The anthropic provider supports all APIs that use the same interface for the /v1/messages endpoint.

Example:

BAML
1client<llm> MyClient {
2 provider anthropic
3 options {
4 model "claude-3-5-sonnet-20240620"
5 temperature 0
6 }
7}

The options are passed through directly to the API, barring a few. Here’s a shorthand of the options:

Non-forwarded options

api_key
string

Will be passed as a bearer token. Default: env.ANTHROPIC_API_KEY

Authorization: Bearer $api_key

base_url
string

The base URL for the API. Default: https://api.anthropic.com

default_role
string

The default role for any prompts that don’t specify a role. Default: system

We don’t have any checks for this field, you can pass any string you wish.

headers
object

Additional headers to send with the request.

Unless specified with a different value, we inject in the following headers:

"anthropic-version" "2023-06-01"

Example:

1client<llm> MyClient {
2 provider anthropic
3 options {
4 api_key env.MY_ANTHROPIC_KEY
5 model "claude-3-5-sonnet-20240620"
6 headers {
7 "X-My-Header" "my-value"
8 }
9 }
10}
allowed_role_metadata
string[]

Which role metadata should we forward to the API? Default: []

For example you can set this to ["cache_control"] to forward the cache policy to the API.

If you do not set allowed_role_metadata, we will not forward any role metadata to the API even if it is set in the prompt.

Then in your prompt you can use something like:

1client<llm> ClaudeWithCaching {
2 provider anthropic
3 options {
4 model claude-3-haiku-20240307
5 api_key env.ANTHROPIC_API_KEY
6 max_tokens 1000
7 allowed_role_metadata ["cache_control"]
8 headers {
9 "anthropic-beta" "prompt-caching-2024-07-31"
10 }
11 }
12}
13
14client<llm> FooWithout {
15 provider anthropic
16 options {
17 }
18}
19
20template_string Foo() #"
21 {{ _.role('user', cache_control={"type": "ephemeral"}) }}
22 This will be cached for ClaudeWithCaching, but not for FooWithout!
23 {{ _.role('user') }}
24 This will not be cached for Foo or FooWithout!
25"#

You can use the playground to see the raw curl request to see what is being sent to the API.

supports_streaming
boolean

Whether the internal LLM client should use the streaming API. Default: true

Then in your prompt you can use something like:

1client<llm> MyClientWithoutStreaming {
2 provider anthropic
3 options {
4 model claude-3-haiku-20240307
5 api_key env.ANTHROPIC_API_KEY
6 max_tokens 1000
7 supports_streaming false
8 }
9}
10
11function MyFunction() -> string {
12 client MyClientWithoutStreaming
13 prompt #"Write a short story"#
14}
1# This will be streamed from your python code perspective,
2# but under the hood it will call the non-streaming HTTP API
3# and then return a streamable response with a single event
4b.stream.MyFunction()
5
6# This will work exactly the same as before
7b.MyFunction()

Forwarded options

system
DO NOT USE

BAML will auto construct this field for you from the prompt, if necessary.

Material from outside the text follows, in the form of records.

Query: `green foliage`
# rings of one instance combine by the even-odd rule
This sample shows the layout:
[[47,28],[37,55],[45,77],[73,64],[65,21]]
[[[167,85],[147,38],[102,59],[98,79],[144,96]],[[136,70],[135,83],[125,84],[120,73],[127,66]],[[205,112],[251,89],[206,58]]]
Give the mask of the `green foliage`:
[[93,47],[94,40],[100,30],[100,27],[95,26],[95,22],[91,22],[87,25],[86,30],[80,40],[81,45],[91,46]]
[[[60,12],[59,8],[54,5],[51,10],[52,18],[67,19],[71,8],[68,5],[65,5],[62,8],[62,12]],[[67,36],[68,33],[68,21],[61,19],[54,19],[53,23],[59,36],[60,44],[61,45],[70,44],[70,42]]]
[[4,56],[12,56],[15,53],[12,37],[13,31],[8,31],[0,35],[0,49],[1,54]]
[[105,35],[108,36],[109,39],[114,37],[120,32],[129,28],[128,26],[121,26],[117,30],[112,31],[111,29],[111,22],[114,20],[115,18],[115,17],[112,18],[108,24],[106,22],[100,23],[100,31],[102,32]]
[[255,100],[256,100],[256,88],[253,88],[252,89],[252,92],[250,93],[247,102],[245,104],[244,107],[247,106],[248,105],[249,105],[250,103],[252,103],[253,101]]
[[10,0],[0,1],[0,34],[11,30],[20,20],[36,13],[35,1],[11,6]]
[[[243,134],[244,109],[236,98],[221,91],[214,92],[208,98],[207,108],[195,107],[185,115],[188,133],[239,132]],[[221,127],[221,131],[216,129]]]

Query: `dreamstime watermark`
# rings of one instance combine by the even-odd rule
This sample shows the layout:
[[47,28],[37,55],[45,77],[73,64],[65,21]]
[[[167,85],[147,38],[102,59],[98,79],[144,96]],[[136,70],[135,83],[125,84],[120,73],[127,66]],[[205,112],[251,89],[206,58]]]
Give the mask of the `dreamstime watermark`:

Only the first system message will be used, all subsequent ones will be cast to the assistant role.

messages
DO NOT USE

BAML will auto construct this field for you from the prompt

stream
DO NOT USE

BAML will auto construct this field for you based on how you call the client in your code

model
string

The model to use.

Model
claude-3-5-sonnet-20240620
claude-3-opus-20240229
claude-3-sonnet-20240229
claude-3-haiku-20240307

See anthropic docs for the latest list of all models. You can pass any model name you wish, we will not check if it exists.

max_tokens
int

The maximum number of tokens to generate. Default: 4069

For all other options, see the official anthropic API documentation.